The recipes print protein, AA Edit, SS Edit, and SelectoPro are now at version 3.0. Version 3.0 corrects and streamlines chain detection, particularly for DNA and RNA.

AA Edit, SS Edit, and SelectoPro should also be faster, since they don't retrieve as much information as before. However, print protein will still be slow on large puzzles, since it gets every possible bit of information about each segment.

The most noticable change in version 3.0 is for DNA. Previous versions didn't handle a DNA double helix correctly, reporting it as a single chain. The new recipes will report a double helix as two chains. (Also, SelectoPro v1.3 didn't handle DNA or RNA correctly, but it's now consistent with the other recipes.)

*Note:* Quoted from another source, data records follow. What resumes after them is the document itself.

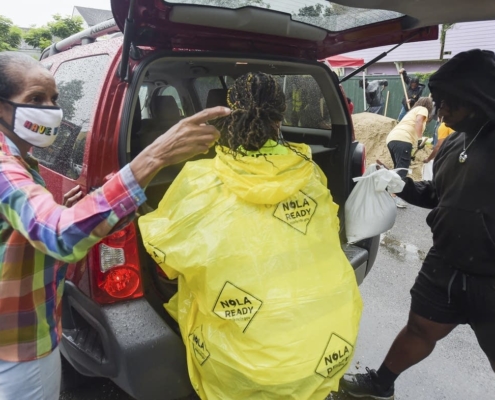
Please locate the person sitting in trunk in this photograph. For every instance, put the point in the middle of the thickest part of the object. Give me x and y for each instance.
(374, 95)
(414, 92)
(253, 238)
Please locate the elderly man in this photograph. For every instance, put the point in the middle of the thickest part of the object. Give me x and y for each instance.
(456, 284)
(36, 232)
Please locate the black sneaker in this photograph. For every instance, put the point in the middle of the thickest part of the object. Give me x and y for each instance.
(366, 386)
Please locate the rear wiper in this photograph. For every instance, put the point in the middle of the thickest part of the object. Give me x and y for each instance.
(378, 58)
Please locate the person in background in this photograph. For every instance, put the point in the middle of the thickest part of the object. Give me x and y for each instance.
(406, 134)
(456, 284)
(414, 92)
(36, 233)
(442, 133)
(350, 104)
(374, 95)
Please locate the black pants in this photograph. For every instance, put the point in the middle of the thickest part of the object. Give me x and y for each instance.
(401, 155)
(446, 295)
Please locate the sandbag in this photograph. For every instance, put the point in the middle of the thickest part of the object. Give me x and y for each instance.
(370, 209)
(427, 173)
(267, 302)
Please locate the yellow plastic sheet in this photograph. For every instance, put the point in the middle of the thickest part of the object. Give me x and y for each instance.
(268, 305)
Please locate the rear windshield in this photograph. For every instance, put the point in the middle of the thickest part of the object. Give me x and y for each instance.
(323, 14)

There are several mostly minor changes to the scriptlog output. The most noticable change is for a DNA double helix, where there are now two chains instead of one. The more minor changes which apply to all four recipes include:

messages about N-terminals and C-terminals no longer appear
messages no longer mention "mutables" if no mutables are present (some beginner puzzles still have mutables)
chain information is presented in a consistent format which includes the chain type (protein, DNA, RNA, ligand)

For print protein, there are some additional scriptlog changes:

for puzzles with disulfide bridges, the message reporting the pairings appears in a different spot
the "sequence if hydrophobic" section isn't included for non-protein chains
when conditions/bonuses are listed, the "satisfied" flag is no longer reported, since it doesn't seem meaningful

Chain detection

Previous versions of these recipes looked for N-terminals and C-terminals of proteins to determine chain ends. This method was not reliable, since there terminals aren't always located in an experiment. And of course, this method only worked for protein chains. The somewhat complex logic for finding N-terminals and C-terminals based on atom counts has been removed.

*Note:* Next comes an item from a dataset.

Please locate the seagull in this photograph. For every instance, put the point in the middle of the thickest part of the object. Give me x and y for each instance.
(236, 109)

The new version of chain detection uses the distance between adjacent alpha carbons for protein, and adjacent phosphorus atoms for DNA/RNA. For proteins, a distance to 4 Angstroms is used, for DNA/RNA, it's 8 Angstroms. Any thing over those distances means a new chain has started.

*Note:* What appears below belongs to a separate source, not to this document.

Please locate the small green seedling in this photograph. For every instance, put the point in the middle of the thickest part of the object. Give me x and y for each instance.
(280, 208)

The 4/8 Angstrom distances have been determined through testing on a large number of Foldit puzzles.

Chain detection may still have issues in some cases.

If DNA or RNA is stretched into a straight line, the distances between adjacent phosphorus atoms may exceed 8 Angstroms.

For proteins, the puzzle-making machinery sometimes connects the side of a spot where there are missing residues. This results in cases where the alpha carbon distance exceeds 4 Angstroms.

Both these issues will result in additional chains being reported. In most cases, the alpha carbon/phosphorus distances should go back to normal with the use of normal Foldit tools.

(A version of this message appears as a comment for each of the four recipes.)